Contudo, com a grande incidência das uniões homoafetivas e, por

conseguinte, sua equiparação à união estável entre pessoas de sexo diverso, o

instituto da conversão da união estável entra em cena novamente. Mesmo com suas

divergências e dificuldades de aplicação, aos casais homossexuais era a única

saída para chegar ao casamento, uma vez que até então os cartórios não procediam

a habilitação para casamento de pessoas do mesmo sexo.

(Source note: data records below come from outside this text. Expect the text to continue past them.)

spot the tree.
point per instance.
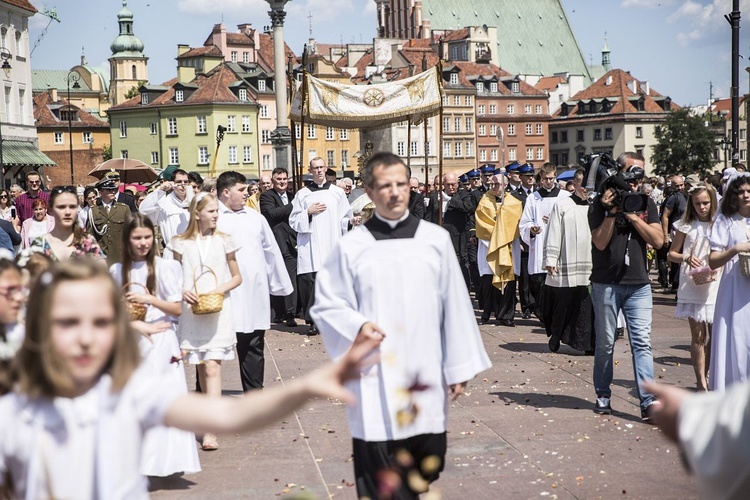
(685, 145)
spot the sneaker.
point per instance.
(602, 406)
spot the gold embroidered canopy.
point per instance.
(368, 106)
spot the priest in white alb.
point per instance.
(321, 215)
(374, 284)
(263, 273)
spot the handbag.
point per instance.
(208, 303)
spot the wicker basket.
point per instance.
(137, 311)
(745, 264)
(208, 303)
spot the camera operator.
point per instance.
(620, 282)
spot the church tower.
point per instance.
(127, 65)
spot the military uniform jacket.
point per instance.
(107, 226)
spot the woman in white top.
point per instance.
(73, 427)
(157, 284)
(690, 248)
(209, 265)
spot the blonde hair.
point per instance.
(40, 370)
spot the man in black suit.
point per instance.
(457, 207)
(275, 206)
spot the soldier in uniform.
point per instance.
(107, 219)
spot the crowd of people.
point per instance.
(106, 289)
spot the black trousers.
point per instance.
(306, 283)
(252, 361)
(372, 457)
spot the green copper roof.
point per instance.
(534, 36)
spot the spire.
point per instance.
(605, 55)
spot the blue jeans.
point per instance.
(636, 305)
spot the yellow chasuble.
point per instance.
(498, 223)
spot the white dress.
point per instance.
(206, 336)
(85, 447)
(166, 450)
(730, 337)
(695, 301)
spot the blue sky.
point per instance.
(679, 46)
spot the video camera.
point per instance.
(603, 172)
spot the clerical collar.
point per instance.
(315, 187)
(381, 229)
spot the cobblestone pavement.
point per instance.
(524, 429)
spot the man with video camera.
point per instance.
(622, 224)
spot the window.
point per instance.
(174, 156)
(202, 155)
(171, 126)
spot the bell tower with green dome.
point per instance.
(128, 65)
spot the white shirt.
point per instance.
(261, 266)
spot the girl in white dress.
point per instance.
(208, 266)
(730, 354)
(690, 248)
(166, 450)
(74, 425)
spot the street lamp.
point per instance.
(73, 78)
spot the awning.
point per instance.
(22, 154)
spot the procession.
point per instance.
(445, 312)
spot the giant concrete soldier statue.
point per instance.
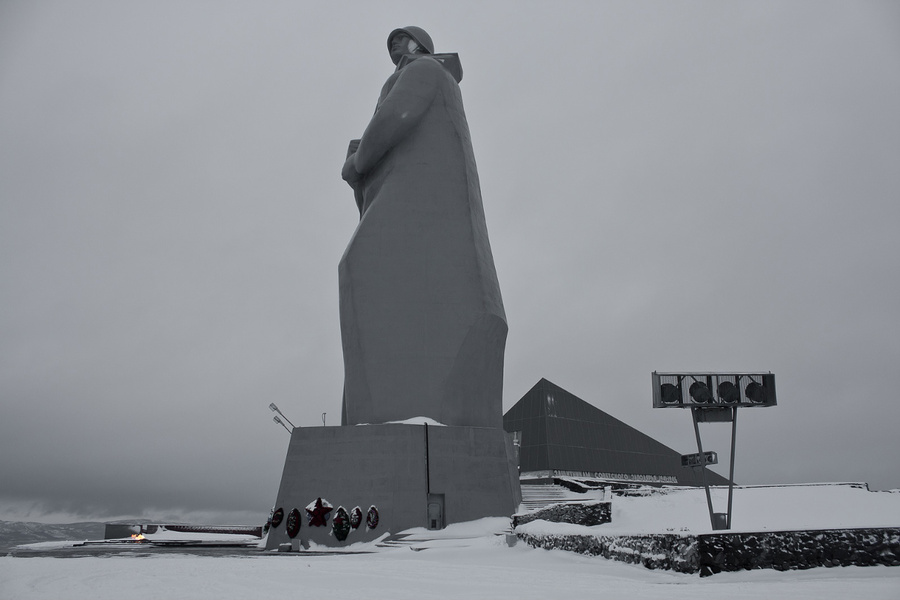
(422, 320)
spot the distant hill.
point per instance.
(15, 533)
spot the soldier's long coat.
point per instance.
(422, 320)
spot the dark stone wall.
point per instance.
(672, 552)
(713, 553)
(790, 550)
(579, 513)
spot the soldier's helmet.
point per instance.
(418, 35)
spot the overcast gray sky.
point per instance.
(668, 186)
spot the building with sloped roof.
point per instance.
(561, 435)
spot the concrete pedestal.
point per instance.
(415, 476)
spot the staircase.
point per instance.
(545, 494)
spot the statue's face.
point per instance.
(402, 44)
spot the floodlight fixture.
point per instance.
(695, 391)
(692, 390)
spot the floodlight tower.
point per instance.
(713, 398)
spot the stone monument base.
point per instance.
(413, 476)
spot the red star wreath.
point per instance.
(317, 512)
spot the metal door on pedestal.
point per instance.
(435, 511)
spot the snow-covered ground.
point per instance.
(470, 560)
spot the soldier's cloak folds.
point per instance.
(422, 320)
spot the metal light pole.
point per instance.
(274, 408)
(280, 422)
(713, 398)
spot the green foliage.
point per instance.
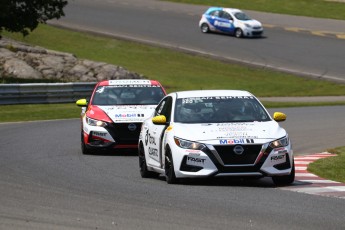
(24, 15)
(332, 168)
(179, 71)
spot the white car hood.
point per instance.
(248, 132)
(128, 113)
(252, 22)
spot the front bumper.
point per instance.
(257, 160)
(114, 135)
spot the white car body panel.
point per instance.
(211, 161)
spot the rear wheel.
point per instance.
(144, 172)
(238, 33)
(205, 28)
(285, 180)
(169, 168)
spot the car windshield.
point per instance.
(127, 95)
(219, 110)
(242, 16)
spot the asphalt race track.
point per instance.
(46, 183)
(176, 26)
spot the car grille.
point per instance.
(122, 134)
(229, 157)
(256, 33)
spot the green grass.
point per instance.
(178, 71)
(332, 168)
(310, 8)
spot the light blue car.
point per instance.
(230, 21)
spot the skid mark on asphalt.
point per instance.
(307, 182)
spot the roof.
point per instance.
(213, 8)
(129, 82)
(210, 93)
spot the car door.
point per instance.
(222, 21)
(155, 133)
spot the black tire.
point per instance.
(169, 168)
(84, 149)
(285, 180)
(144, 172)
(205, 28)
(238, 33)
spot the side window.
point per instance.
(226, 15)
(164, 108)
(215, 13)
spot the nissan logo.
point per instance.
(238, 149)
(132, 127)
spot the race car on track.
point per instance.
(114, 115)
(230, 21)
(215, 133)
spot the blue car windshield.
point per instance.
(127, 95)
(242, 16)
(219, 110)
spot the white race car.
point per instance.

Após a aprovação da Resolução n. 175, durante a 169ª Sessão Plenária do

Conselho Nacional de Justiça (CNJ), em 14 de maio de 2013, ficou estabelecido que

não poderá haver recusa dos cartórios de todo o Brasil na celebração de

casamentos civis de casais do mesmo sexo ou deixar de converter em casamento a

união estável homoafetiva, assim, mais uma vez a conversão da união estável em

casamento acaba caindo em desuso.

Embora, tenha existido grande complicação na compreensão da aplicação

do instituto da conversão, a sua real intensão não chegou a ser tão precisa quanto

aos casais homossexuais, que puderam ver seus anseios atendidos por um

dispositivo legal que de inicio era reconhecido como preconceituoso.